Dr. Riddle: That is a very difficult analysis. Dr. Vivian Fonseca led a writing group that has completed a manuscript accepted for publication in Diabetes Care. In brief, the analysis was unable to determine whether weight gain in the trial was associated with increased cardiovascular rate or mortality risk. The data on weight gain were confounded by the weight loss that occurs in terminal illness and the weight gain that is a side effect of some diabetes therapies. Nothing conclusive has been found with regard to weight gain, to my knowledge.

Q: In my experiments people who do not respond to medication tend to have bad lifestyle.

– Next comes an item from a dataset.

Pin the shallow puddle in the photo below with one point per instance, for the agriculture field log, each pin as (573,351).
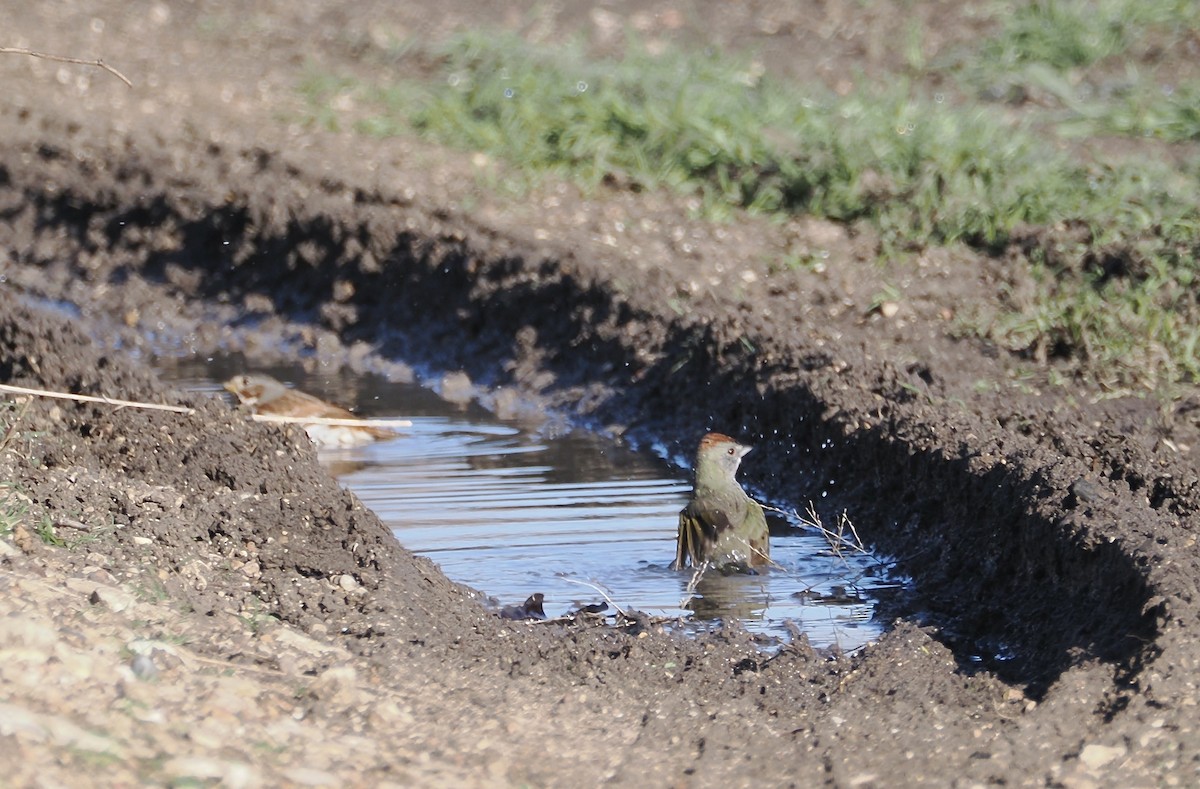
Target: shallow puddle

So my question is, how do you check the diet and exercise in those patients?

Dr. Riddle: I would say the research studies haven’t given us much direct guidance on this. Look AHEAD and DPP have generated a lot of evidence on that. In clinical practice, the translation of dietary and nutritional intervention studies into clinical practice is, as you suggest, a major goal. In our group we try very hard to identify people’s behavioral challenges and give the best guidance and support we can. At least where we live the reimbursement support for lots of time spent on this is not very good. For us, as for many people, it’s a barrier for getting the best lifestyle effort for many patients.

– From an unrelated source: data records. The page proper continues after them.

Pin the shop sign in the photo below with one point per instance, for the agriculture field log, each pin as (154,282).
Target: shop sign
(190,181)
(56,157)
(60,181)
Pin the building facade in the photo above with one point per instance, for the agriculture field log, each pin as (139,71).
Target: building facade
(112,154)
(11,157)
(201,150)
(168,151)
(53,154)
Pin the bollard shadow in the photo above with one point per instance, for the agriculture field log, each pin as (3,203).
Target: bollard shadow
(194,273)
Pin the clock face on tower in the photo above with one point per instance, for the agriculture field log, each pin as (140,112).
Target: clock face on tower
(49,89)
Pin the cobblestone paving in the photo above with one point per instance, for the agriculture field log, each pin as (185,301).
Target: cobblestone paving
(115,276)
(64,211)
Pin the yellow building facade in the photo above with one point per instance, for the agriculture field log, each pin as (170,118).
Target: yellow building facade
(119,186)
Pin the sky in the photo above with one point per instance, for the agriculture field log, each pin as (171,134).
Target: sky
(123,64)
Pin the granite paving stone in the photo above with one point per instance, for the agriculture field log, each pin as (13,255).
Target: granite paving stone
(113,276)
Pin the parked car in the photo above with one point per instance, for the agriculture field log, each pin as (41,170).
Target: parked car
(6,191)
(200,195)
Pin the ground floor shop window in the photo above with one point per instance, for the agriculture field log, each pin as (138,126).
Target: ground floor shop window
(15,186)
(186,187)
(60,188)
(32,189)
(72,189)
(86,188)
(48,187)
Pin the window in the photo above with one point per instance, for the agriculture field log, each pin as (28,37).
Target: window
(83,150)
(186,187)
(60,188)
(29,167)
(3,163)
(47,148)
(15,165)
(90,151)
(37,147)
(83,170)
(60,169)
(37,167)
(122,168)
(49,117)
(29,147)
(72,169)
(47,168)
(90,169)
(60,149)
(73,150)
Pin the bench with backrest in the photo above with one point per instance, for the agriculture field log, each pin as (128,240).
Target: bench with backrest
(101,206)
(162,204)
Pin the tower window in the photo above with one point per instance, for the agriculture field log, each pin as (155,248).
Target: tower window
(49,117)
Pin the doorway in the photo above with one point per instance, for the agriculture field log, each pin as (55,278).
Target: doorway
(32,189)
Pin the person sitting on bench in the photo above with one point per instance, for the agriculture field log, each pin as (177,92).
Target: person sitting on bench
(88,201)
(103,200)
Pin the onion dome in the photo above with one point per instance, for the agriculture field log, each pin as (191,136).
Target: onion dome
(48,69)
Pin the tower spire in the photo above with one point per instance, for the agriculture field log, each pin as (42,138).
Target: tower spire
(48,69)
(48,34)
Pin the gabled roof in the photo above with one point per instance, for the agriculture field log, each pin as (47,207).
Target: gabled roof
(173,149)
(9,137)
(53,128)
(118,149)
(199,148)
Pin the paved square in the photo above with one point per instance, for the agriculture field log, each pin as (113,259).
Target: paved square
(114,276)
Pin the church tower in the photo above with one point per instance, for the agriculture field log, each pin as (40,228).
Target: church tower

Q: In ACCORD, was there a difference in insulin dose among those who died?

Dr. Riddle: This was on our list of unanswered questions. A paper is being presented tomorrow by ACCORD group; I think it’s an oral. You will see the data there. We analyzed exposure to insulin, both for all insulins and for prandial vs. basal, with cardiovascular mortality as the endpoint. It’s very interesting data. I encourage you to go to that session.

Q: From the DCCT/EDIC study, we haven’t really seen the mortality data yet, if I remember correctly, then there was a numerical imbalance not favoring intensive therapy in the original DCCT trial. Will that mortality analysis be in the EDIC follow up analysis? Also, is there a possible influence of hypoglycemia?

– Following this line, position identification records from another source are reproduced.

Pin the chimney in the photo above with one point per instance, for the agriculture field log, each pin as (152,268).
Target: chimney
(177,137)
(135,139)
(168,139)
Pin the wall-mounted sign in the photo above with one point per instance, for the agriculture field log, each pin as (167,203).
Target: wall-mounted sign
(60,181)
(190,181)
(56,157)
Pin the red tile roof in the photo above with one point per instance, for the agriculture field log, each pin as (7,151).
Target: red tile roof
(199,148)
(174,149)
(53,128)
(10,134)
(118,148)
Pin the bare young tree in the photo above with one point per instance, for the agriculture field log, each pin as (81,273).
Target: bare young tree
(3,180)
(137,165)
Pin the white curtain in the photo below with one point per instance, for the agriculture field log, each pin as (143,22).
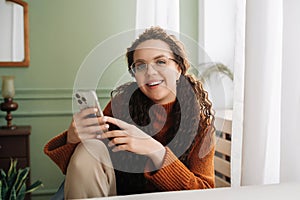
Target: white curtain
(164,13)
(262,100)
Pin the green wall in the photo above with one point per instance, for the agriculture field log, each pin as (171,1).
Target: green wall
(62,33)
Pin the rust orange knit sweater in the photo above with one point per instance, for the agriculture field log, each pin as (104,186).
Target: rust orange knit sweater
(173,175)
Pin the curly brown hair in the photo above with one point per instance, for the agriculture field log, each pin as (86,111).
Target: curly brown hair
(192,109)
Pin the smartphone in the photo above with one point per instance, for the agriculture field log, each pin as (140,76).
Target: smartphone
(88,99)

Dr. Brillon: Because of the young age of the cohort in the DCCT/EDIC, there weren’t a lot of deaths in the cohort, so it took some years to have sufficient numbers to allow for proper statistical analysis between the two treatment groups. That event threshold has been reached. There is a manuscript being prepared. We got in mortality. It was mentioned in the Saturday session. There was no increased mortality seen with intensive treatment compared to conventional treatment. However, other aspects of that paper, including analyses we got on hypoglycemia, are obviously embargoed for publication, but there was no increase in mortality seen in DCCT/EDIC.

Q: Many studies prove that controlling A1c cannot make patients immune from complications. In the future, might we look for other biomarkers for complications?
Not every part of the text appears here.